What Every CPA Needs to Know When Advising Nonprofits in the Age of Artificial Intelligence

by Martin Medeiros, Buckley Law, P.C.

As artificial intelligence reshapes the operational and financial landscape of virtually every sector, nonprofit organizations are no exception. From AI-powered donor outreach platforms to automated grant management systems and machine-learning-driven financial forecasting tools, nonprofits are adopting AI at a rapid pace — often without fully understanding the legal and regulatory risks that follow. For CPAs advising these organizations, the stakes have never been higher.

This article surveys the key legal frameworks — tax law, fiduciary duty, employment law, data privacy, and emerging AI-specific regulation — that CPAs must understand when serving nonprofit clients. As an advisor to CPAs, bookkeepers and non-profits in Oregon and Washington, I write this overview not to alarm CPAs, but to equip you: the CPA who understands these intersections will become an indispensable advisor to the nonprofit community.

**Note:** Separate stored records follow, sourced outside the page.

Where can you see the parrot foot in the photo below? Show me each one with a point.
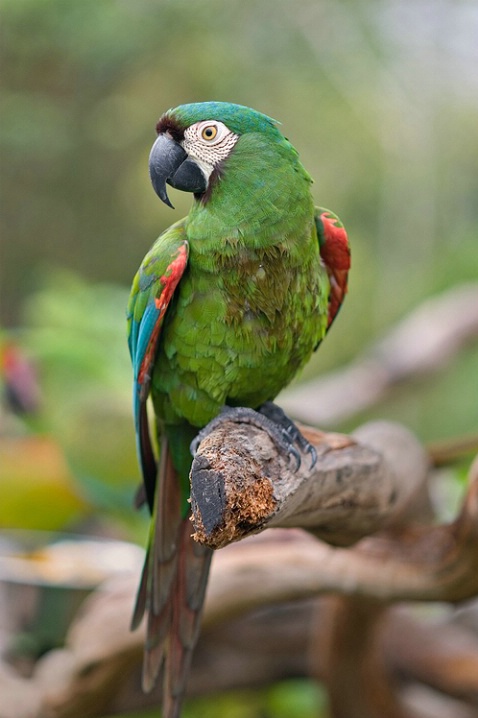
(272, 420)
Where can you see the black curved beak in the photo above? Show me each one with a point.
(169, 162)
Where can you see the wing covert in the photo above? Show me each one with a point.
(153, 288)
(335, 253)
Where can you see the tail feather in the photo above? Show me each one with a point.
(191, 581)
(171, 591)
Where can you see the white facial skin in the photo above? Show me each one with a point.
(208, 143)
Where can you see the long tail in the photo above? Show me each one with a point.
(171, 591)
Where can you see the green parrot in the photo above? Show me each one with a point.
(226, 308)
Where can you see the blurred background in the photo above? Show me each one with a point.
(381, 100)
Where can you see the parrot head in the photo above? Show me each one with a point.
(194, 140)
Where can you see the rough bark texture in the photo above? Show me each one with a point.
(291, 602)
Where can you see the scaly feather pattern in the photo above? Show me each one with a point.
(226, 308)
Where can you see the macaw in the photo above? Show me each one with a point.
(226, 308)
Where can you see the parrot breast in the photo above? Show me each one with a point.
(238, 334)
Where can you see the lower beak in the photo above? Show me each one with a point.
(169, 162)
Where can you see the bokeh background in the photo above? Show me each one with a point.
(381, 100)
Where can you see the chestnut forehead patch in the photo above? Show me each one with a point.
(171, 126)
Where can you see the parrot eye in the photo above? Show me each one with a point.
(209, 132)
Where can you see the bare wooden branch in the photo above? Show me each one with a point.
(373, 485)
(423, 342)
(242, 484)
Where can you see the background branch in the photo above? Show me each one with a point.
(425, 341)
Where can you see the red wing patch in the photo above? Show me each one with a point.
(335, 253)
(169, 281)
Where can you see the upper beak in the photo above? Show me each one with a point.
(168, 162)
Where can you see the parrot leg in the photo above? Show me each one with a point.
(269, 417)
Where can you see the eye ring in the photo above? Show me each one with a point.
(209, 133)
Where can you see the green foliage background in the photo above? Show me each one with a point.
(380, 98)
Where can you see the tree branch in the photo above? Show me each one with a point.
(241, 484)
(421, 343)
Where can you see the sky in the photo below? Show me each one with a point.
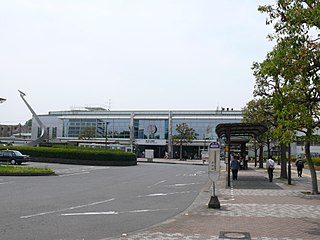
(128, 54)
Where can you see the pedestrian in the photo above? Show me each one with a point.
(246, 161)
(234, 165)
(270, 168)
(300, 165)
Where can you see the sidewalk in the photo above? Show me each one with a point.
(252, 208)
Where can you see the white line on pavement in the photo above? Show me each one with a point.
(7, 182)
(162, 194)
(157, 183)
(72, 174)
(66, 209)
(117, 213)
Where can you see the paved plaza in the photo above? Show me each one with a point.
(252, 208)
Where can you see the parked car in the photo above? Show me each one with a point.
(13, 156)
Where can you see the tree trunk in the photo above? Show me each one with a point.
(311, 168)
(180, 151)
(283, 170)
(261, 157)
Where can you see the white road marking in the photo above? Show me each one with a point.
(182, 184)
(90, 213)
(72, 174)
(117, 213)
(162, 194)
(157, 183)
(66, 209)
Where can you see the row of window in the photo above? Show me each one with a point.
(142, 129)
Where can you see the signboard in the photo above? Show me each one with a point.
(214, 161)
(214, 145)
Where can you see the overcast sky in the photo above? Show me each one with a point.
(128, 54)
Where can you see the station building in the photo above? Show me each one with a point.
(134, 130)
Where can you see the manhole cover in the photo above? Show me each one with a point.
(235, 235)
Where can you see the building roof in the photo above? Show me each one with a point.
(240, 132)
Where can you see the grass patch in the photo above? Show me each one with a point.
(15, 169)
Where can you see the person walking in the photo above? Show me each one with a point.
(234, 165)
(300, 165)
(270, 168)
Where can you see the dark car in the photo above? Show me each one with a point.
(13, 156)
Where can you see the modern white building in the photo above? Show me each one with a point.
(138, 130)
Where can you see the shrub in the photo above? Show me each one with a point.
(78, 155)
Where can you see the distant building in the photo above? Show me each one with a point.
(15, 130)
(135, 130)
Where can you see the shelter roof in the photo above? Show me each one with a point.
(241, 131)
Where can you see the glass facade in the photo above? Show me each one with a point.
(151, 129)
(204, 128)
(115, 128)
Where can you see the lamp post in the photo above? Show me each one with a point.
(106, 129)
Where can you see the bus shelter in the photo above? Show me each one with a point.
(240, 133)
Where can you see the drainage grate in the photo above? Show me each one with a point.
(235, 235)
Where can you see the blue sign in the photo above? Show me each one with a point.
(214, 145)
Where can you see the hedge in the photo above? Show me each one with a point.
(77, 155)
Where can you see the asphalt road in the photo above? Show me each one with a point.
(87, 202)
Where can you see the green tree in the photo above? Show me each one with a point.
(87, 133)
(185, 134)
(260, 110)
(294, 67)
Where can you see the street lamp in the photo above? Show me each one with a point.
(106, 129)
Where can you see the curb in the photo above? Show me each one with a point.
(26, 174)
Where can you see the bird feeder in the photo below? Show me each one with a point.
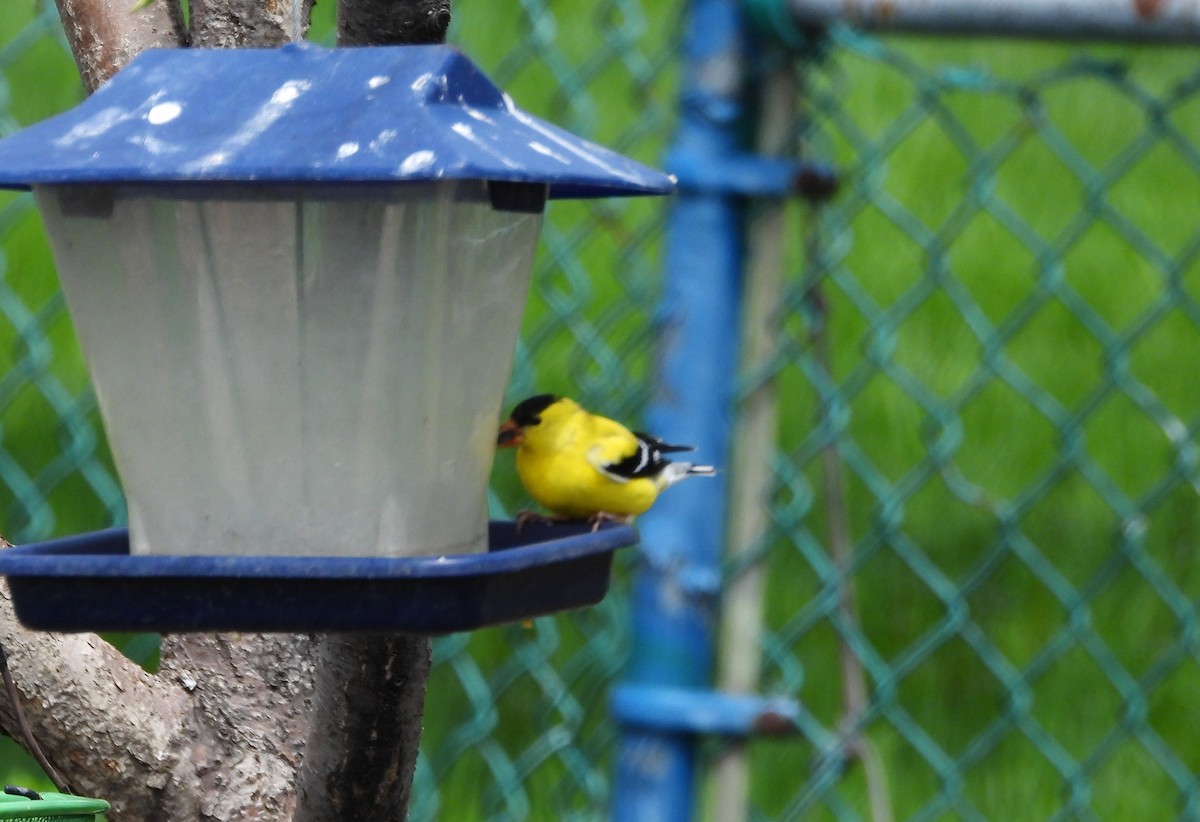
(298, 277)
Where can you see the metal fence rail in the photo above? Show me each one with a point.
(975, 561)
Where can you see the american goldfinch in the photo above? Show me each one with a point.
(583, 466)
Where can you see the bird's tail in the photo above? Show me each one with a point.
(676, 472)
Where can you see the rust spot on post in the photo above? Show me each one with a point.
(1147, 10)
(772, 724)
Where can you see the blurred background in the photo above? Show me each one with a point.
(982, 355)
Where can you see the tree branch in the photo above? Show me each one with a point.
(107, 34)
(365, 727)
(103, 721)
(249, 23)
(391, 22)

I. The Foundation: Tax-Exempt Status and the Risk of “Private Benefit” Through AI

The cornerstone of nonprofit law for CPAs is Internal Revenue Code IRC § 501(c)(3), which exempts organizations from federal income tax when they are organized and operated exclusively for charitable, religious, educational, or other qualifying purposes. The “private benefit” doctrine — rooted in Treas. Reg. § 1.501(c)(3)-1(d)(1)(ii) — prohibits a 501(c)(3) from operating for the benefit of private interests, even incidentally.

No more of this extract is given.